The WGA negotiates first among the unions (its contract is up on October 31st) . If it doesn't get the deal it wants, it has three options. It can settle, it can strike, or it can work past the expiration of the current contract.

The first option is unlikely. SAG and the DGA are both set to negotiate for a summer of '08 expiration and they both have very credible strike threats, so why should the WGA settle for a bad deal when all it will do is undercut the other unions chances of doing better?

Plenty of ink has already been spilled over the second possibility: a strike. I think a strike is less likely than many observers assume.

Ironically, the complete and total failure of the ANTM strike may have saved us all from a bad general strike. I know the current leaders of the union. I opposed them in 2005 because I felt they were naïve and far too trusting of their own intellectual theories of how battles with the studios would actually play out.

After the ANTM debacle, I think they might have realized that I was right. Romanticism can run high among writers —we fetishize Paddy Chayevsky's Network for its fearless, media-smashing Don Quixote —but a punch to the nose can complicate delusions of rebellion.

The third option, working past the deadline, seems likeliest. If the WGA won't accept a bad deal and the companies won't offer a good one, the two sides can stop negotiating without a strike or lockout . This is precisely what happened in 2004. If this comes to pass in '07,

then all eyes will turn to SAG and the DGA. If SAG strikes, all bets are off, and the WGA will almost surely walk the line with them in support. If either SAG or the DGA makes a deal, the writers will get stuck with it for better or worse. Either way, we're not quite the canary in a coalmine many industry writers paint us to be.

Unless...

There is one other possibility.

As if the situation weren't confusing enough, there's the small matter of the business model for sales of movies and television shows over the internet:

It doesn't seem to exist.

Right now, internet distribution is a Babel-like jumble of different price points, varying models of purchase, a lack of standard media formats and digital rights management snafus.

Once it all stabilizes and becomes as fast and common as downloading music, the companies will find out how people want to get their movies and TV shows online and what they'll pay for them . They'll find out what the real sales volume is. They'll find out what the overhead will be, whether they or third parties will distribute, whether the sales will be per unit or on a subscription basis, and so on.

Right now, they just don't know. And because they don't know, there's lots we don't know about how to establish a fair and sustainable residual structure for writers in this strange new world.

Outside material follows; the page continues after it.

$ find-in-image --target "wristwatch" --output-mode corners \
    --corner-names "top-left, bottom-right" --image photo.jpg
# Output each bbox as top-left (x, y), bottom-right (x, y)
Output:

Given the lack of consensus and economic visibility, there's a strong possibility that everyone will look at each other and decide that maybe the best bet is to agree to figure this all out in 2010, when the contract expires again . But this fight over residuals has been brewing for twenty bitter years, and, be it now or later, it's going to be settled at some point . The talent knows they may never recoup what they lose in a strike, and the companies know that market instability is poisonous to their bottom line.

It's tempting to say that cooler minds will prevail, but this is Hollywood. When money's on the line, things always seem to get ugly.